Miss 1 had here 18month old check up at our local Doctor today. In I went all prepared, baby book at the ready. Questionnaire filled out. But not expecting what came next.
As most of you will know, I have six children, four of them have been diagnosed with ASD, Autism Spectrum Disorder. All of them have only been diagnosed in the last two years, prior to that we did know that they had a few challenges but they had not been labeled as such.
Now I’m not completely naive, I know the chances of Miss 1 being on the rainbow spectrum are considerably high due to her siblings diagnosis. However, until there is a clear indication that she is in fact Autistic, I had decided not to spend all my energy worry about it. Until today.
As we went through the usual 18month old health check, my GP began asking several other questions that I had not been expecting. How long can she maintain eye contact? Dose she react to loud noises? Is she light sensitive? Dose she behave like other 18month olds?
As I sat there and answered every question, I knew then and there that Miss 1 is Autistic. She had all the signs. She hates light, especially sunlight. She doesn’t look people in the eye. She likes to hang of everything. She flaps (something I thought she was copying of her sister). The more I thought about it, the more it stood out.
When Miss 3 was diagnosed just last year I spent the best part of a month trying to convince myself that her doctors were wrong and that she was perhaps just mimicking her brothers. That she didn’t share all of their physical issues, so she couldn’t possibly be Autistic.
Now as I sit here looking at my beautiful 1 year old I am thinking to myself, why? What is the point in wondering? She either is or she isn’t. No amount of stressing or denial is going to change the outcome. The world will not stop turning if one more of my children happens to be a little bit different.
It will not change the way i love her. It will not change the way I raise her. So why do I have that ache of pain in my stomach? That feeling that if I had done something different I could have made a difference.

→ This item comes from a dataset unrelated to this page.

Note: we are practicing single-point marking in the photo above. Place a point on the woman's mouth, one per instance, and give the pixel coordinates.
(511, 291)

This is my struggle today.
While today’s visit to the doctors lead to nothing more than his advice that we should monitor Miss 1, that he could already see the signs, but that nothing was a definitive yes or no yet. It was enough for me.

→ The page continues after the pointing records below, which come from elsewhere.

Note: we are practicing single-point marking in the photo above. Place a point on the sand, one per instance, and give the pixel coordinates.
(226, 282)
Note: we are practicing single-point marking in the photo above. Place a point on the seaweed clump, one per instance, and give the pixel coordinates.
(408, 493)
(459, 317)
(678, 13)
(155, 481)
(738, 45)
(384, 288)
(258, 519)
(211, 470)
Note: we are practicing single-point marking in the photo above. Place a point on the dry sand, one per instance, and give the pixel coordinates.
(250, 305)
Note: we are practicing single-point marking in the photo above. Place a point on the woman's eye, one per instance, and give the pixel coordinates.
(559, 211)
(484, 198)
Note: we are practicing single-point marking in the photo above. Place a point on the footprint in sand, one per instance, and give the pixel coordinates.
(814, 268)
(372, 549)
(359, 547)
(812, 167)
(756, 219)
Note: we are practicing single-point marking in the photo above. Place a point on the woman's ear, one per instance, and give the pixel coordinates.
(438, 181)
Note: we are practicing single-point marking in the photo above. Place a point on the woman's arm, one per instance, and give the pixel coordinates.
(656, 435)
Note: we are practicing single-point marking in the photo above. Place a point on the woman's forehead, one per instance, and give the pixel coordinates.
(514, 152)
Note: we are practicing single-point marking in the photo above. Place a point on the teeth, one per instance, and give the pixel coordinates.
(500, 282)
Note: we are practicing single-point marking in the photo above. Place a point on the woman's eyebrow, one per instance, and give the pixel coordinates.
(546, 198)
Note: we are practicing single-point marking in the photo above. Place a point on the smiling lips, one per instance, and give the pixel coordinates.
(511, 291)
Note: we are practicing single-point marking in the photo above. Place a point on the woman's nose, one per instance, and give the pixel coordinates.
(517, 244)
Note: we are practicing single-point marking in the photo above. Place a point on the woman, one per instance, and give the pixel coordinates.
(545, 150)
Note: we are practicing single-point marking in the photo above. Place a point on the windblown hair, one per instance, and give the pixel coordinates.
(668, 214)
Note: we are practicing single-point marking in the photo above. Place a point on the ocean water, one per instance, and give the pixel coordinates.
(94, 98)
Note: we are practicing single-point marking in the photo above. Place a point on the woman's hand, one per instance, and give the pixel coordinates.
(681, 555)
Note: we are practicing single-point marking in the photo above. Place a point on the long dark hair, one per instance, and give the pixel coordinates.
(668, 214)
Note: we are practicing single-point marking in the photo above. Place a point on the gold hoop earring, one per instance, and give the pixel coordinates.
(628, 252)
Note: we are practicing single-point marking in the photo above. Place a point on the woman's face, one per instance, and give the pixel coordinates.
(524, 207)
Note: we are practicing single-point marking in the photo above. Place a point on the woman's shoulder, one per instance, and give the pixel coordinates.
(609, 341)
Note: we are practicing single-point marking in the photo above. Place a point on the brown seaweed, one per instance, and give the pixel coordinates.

So I have given myself the next 24 hours. 24 hours to mourn the life that she could have had. 24 hours to feel like shit and blame myself for everything, as mothers usually do. 24 hours to feel sorry for myself. Then that’s it.
Why?
Because it’s not the end of the world. My daughter is healthy and happy. Just like her brothers and sister who have ASD, I have no doubts that they will live full and happy lives.
Will there be challenges? Yes, but everyone has challenges, this will be hers and it is mine. We will live with it together. As a family. We will meet every hurdle head on and we will succeed.